The two committee chairmen said the Vatican, through the Congregation for the Doctrine of the Faith and the Pontifical Academy for Life, “has offered guidance on the question of whether it is morally acceptable to receive a vaccine that has been created with the use of morally compromised cell lines.”
Both the congregation and the academy “emphasize the positive moral obligation to do good,” they said, “and in so doing to distance oneself as much as possible from the immoral act of another party such as abortion in order to avoid cooperation with someone else’s evil actions and to avoid giving scandal, which could happen if one’s own actions were perceived by other people to ignore or to minimize the evil of the action.”
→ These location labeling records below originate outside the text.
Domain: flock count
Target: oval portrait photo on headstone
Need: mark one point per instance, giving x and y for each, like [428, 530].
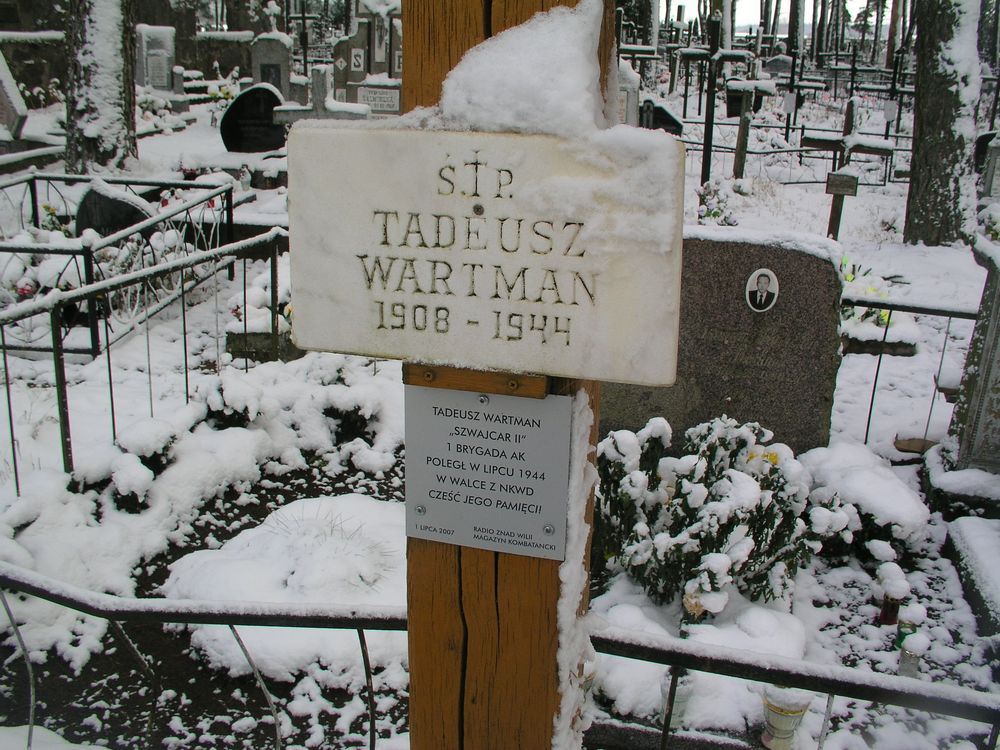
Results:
[762, 290]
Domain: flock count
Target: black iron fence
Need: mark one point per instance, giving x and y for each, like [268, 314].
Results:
[681, 655]
[202, 221]
[144, 289]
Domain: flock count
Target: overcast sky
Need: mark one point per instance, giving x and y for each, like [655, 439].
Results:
[748, 11]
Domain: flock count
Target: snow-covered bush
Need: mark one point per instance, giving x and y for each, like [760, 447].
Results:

“Our love of neighbor should lead us to avoid giving scandal, but we cannot omit fulfilling serious obligations such as the prevention of deadly infection and the spread of contagion among those who are vulnerable just to avoid the appearance of scandal,” the two prelates said.
At the same time, the bishops also cautioned Catholics against complacency about the moral issue of abortion and ethical issues surrounding the development of some vaccines.
“While having ourselves and our families immunized against COVID-19 with the new vaccines is morally permissible and can be an act of self-love and of charity toward others, we must not allow the gravely immoral nature of abortion to be obscured,” Bishop Rhoades and Archbishop Naumann said.